Credit: Photo via El Sapo Facebook

For nearly a year, a Silver Spring restaurant owner has been in a legal dispute with a Virginia contractor that built the space for El Sapo Cuban Social Club. They are disputing who owes the other money, and how much.

Stafford, Va., contractor JSV LLC sued El Sapo owner Raynold Mendizabal in March 2019, alleging that he and his business entity, 8455 CSC LLC, failed to pay more than $147,000 for work done in 2018, prior to the restaurant’s opening in October of that year.

However, Mendizabal and his business entity 8455CSC LLC later filed a countersuit in November 2019, claiming that JSV owes him and the business entity more than $400,000 because he overpaid the contractor. Mendizabal also says the contractor must fix defects in its work. His suit alleges that he lost business due to a delay in construction.

Mendizabal said a Montgomery County Circuit Court judge on Monday denied the contractor’s motion for a summary judgment against him, meaning a decision based on the facts presented, without the need for a trial.

In court documents, JSV says it entered a contract with Mendizabal on April 25, 2018, to “furnish labor and materials for a complete build out” of the restaurant. The work included site supervision, construction, concrete, metalwork, millwork, doors and windows, plumbing and electrical work, among other services.

JSV said Mendizabal paid $580,000 between April and December 2018. The entire project, it stated in court documents, cost $727,408, which included a $700,000 base cost and $27,408 in change orders Mendizabal asked for after the work started.


JSV stated that it is seeking damages of $147,408, Mendizabal’s remaining balance, plus 1.5% interest, court costs and attorney fees.

Both JSV and its attorney John Letteri, with the Washington, D.C., firm Antonoplos & Associates, declined to comment because it is pending litigation.

Mendizibal in his countersuit says that when he entered the contract, he understood that it would be on a “cost-plus” basis — meaning he would owe JSV the cost of the work, plus overhead and profit costs. The costs would be capped, he says, at $700,000.


Mendizabal says in the documents that he and his business partner paid JSV $580,000, but the actual cost of the work plus profit and overhead totaled $293,669. The contractor owes them $286,331, his countersuit says.

Mendizabal also states in court documents that JSV didn’t complete the work in the 16 weeks the parties agreed on, leading to a 2.5-month delay in opening the restaurant. He said it would cost $113,938 for the contractor to fix a number of fixtures it did not properly install.

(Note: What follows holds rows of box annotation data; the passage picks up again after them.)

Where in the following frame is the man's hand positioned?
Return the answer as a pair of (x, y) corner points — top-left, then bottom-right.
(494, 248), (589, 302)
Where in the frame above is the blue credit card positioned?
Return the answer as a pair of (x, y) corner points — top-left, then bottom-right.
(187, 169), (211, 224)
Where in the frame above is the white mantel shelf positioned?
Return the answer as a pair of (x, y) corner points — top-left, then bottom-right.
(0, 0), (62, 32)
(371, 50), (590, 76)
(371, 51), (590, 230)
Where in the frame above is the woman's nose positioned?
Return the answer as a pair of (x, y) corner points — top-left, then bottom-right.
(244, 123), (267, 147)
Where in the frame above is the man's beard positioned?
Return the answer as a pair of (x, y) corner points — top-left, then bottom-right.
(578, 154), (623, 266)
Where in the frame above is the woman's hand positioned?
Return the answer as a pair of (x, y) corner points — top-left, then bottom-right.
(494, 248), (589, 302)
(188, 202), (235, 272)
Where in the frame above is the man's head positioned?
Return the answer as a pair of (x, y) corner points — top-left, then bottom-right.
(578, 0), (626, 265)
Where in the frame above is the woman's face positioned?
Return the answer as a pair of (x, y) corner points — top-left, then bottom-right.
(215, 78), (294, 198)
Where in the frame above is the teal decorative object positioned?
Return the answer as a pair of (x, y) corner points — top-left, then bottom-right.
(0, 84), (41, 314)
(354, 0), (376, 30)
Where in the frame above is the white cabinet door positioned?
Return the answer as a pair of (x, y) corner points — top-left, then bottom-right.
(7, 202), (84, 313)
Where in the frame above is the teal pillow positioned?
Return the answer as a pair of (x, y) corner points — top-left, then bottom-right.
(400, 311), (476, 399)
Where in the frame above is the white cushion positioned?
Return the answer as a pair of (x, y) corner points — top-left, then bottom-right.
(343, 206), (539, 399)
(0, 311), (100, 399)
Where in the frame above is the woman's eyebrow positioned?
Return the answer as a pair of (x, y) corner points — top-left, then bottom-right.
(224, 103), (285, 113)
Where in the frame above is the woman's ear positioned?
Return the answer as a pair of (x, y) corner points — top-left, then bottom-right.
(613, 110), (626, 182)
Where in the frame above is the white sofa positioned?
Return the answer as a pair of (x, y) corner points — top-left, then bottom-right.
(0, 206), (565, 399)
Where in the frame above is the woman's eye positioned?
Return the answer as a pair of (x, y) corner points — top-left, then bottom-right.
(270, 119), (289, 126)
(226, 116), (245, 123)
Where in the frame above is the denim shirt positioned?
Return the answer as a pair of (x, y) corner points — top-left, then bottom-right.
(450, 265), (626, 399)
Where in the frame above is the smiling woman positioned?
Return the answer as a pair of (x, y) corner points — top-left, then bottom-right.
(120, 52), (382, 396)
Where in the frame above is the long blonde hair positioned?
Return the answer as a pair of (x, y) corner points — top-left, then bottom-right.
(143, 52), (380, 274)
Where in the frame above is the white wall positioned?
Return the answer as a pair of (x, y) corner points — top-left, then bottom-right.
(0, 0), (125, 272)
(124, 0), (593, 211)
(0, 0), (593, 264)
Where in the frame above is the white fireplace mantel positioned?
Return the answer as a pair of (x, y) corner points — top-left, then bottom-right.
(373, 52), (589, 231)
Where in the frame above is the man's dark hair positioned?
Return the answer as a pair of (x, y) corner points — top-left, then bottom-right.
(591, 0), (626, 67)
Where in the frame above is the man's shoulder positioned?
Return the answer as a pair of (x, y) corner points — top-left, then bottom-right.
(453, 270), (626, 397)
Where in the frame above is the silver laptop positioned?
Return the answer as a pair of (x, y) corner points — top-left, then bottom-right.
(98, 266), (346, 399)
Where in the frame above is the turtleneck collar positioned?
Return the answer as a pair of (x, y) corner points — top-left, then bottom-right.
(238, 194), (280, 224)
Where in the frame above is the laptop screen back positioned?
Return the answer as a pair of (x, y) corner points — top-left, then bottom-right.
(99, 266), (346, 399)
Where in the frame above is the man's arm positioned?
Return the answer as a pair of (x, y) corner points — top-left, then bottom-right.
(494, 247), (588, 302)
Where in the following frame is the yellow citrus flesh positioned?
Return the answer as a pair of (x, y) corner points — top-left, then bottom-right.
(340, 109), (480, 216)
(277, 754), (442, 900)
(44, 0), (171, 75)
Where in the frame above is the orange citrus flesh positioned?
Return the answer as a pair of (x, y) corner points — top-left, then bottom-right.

In an interview with Bethesda Beat in January, Mendizabal said the $400,000-plus lawsuit includes overpayment by him and his partner, damages for faulty work, and financial burden stemming from the delays in construction. He said he doesn’t think JSV’s owner, Frank Vitiello, is a “bad person,” despite the dispute.


“At this point, I would do both parties a disservice by giving my opinions. This is a matter that should be handled according to contract law and whatever the decision of the court [is] should be respected. … I think this is a case where we’ll clarify more than penalize,” he said.

Mendizabal referred all questions about the details of the lawsuit to court documents and to his attorney, Donald Spence of the Gaithersburg firm Spence & Becker LLC. Spence declined to comment.

News of JSV’s lawsuit against Mendizabal was first reported by Washington City Paper in January. The article stated that Mendizabal owes $33,495 to a supplier and had a $62,135 tax lien filed against him by the Internal Revenue Service.


A Montgomery County circuit court record shows that a federal lien of $62,135 was entered on Oct. 16. Diane Hazard, a manager in the circuit court’s land records department, said Friday morning that the court hasn’t received documents from the IRS indicating whether the lien had been released.

IRS representatives declined to comment on the case, citing the agency’s privacy policies.

Mendizabal told Bethesda Beat that he is not in financial hardship and is planning on opening another El Sapo in D.C. later this year.


“We have sent payments to the IRS and we’re in the process of getting that lien removed, but it takes time,” he said.

Mendizabal said the debt to the supplier had been “worked out,” but didn’t elaborate.

Rich Kelly, a spokesman for the Maine collections agency Seafax Inc., said in an interview that the $33,000 debt came from a food wholesaler within the past month alleging that the balance was unpaid.


Seafax is a collections agency specializing in portfolio recovery and issuing credit reports for the food industry in North America, according to its website. Seafax was given the responsibility of collecting the past payment in this case.

Kelly declined to elaborate or give the name of the supplier because the company “does not disseminate information to third parties.”